• Step1: Examining and loading data. Write Python code in JuPyteR notebook to examine ‘[url removed, login to view]’, determine the content and format, and then load the data into a Pandas DataFrame. Every line of code should be explained with ‘MarkDown’.
• Step 2: Parsing all the columns in the DataFrame. Parse the loaded data into a Pandas DataFrame that contains the following columns (pay attention to those have examples):
date Date of house sold, e.g., 20140502T000000
price House sold price.
bedrooms Number of bedrooms in the house.
bathrooms Number of bathrooms in the house.
sqft_living Living area in square feet, i.e., this is equal to the sum of basement area (i.e., sqft_basement) and the above living area (i.e., sqft_above)
sqft_lot Area of lot in square feet
floors Number of floors in the house
waterfront Whether it is a waterfront house.
view Number of views in the house.
condition Condition of the house.
sqft_above The above living area in square feet
sqft_basement Area of basement in square feet
yr_built Year the house is built
yr_renovated Year the house is renovated
street Street address the house locates, e.g., “3140 Franklin Ave E”
city City the house locates, e.g., “Seattle”
statezip State the house locates and zip code, separated by a space.
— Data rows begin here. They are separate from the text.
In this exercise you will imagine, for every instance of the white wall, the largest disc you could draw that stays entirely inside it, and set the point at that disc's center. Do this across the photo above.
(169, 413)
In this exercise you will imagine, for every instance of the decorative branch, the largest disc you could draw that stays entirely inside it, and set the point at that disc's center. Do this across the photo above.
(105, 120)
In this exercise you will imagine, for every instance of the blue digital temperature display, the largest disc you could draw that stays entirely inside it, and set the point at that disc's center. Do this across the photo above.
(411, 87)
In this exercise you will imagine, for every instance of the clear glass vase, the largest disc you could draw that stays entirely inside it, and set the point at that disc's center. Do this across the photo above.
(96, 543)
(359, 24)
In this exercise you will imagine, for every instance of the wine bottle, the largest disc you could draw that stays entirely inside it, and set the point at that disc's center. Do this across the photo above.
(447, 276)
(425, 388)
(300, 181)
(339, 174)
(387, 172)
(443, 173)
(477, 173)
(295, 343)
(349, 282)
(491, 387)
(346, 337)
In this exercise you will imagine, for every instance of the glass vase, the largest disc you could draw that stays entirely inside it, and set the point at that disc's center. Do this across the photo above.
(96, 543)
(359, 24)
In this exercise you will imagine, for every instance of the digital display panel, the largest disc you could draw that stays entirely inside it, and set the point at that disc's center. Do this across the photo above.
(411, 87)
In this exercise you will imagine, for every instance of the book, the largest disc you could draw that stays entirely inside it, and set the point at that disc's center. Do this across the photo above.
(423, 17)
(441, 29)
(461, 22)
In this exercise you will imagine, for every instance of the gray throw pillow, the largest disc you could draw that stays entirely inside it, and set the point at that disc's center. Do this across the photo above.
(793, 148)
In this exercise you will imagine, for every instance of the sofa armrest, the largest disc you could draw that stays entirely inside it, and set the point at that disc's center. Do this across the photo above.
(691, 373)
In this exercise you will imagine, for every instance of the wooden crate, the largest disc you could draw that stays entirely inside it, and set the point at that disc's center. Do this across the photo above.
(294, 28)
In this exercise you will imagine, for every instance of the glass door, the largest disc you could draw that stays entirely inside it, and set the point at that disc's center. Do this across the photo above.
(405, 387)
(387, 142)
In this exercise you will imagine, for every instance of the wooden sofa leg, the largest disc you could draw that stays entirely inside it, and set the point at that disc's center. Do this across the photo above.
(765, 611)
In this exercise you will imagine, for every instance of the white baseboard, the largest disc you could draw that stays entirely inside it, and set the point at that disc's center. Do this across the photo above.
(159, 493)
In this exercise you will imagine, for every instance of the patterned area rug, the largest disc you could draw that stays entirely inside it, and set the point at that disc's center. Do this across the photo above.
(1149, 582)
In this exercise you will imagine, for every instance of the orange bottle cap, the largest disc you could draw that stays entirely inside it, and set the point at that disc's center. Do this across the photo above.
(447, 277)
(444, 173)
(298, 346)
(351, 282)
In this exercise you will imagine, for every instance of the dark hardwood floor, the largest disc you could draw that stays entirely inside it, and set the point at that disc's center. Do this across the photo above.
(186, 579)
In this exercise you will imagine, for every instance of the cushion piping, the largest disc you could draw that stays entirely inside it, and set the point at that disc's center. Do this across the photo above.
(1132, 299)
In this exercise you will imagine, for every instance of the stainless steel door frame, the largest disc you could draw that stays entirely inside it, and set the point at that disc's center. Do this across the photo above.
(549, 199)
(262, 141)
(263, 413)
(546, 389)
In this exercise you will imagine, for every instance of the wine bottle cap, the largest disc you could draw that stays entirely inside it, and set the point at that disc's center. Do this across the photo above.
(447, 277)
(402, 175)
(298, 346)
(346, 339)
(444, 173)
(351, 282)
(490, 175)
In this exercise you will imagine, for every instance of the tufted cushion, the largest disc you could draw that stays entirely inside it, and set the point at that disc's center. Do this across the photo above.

For example, “WA 98115” (WA is the abbreviation of Washington)
country Country the house locates, e.g., “USA”
After the data is parsed and loaded into Pandas, you should have a DataFrame where each row is a record, and each column is an attribute. Each column should have a proper label (i.e., column name) and data format (i.e., integers, strings, floating point etc).
• Step3: Saving data. Save parsed data into a CSV (Comma Separated Values) file.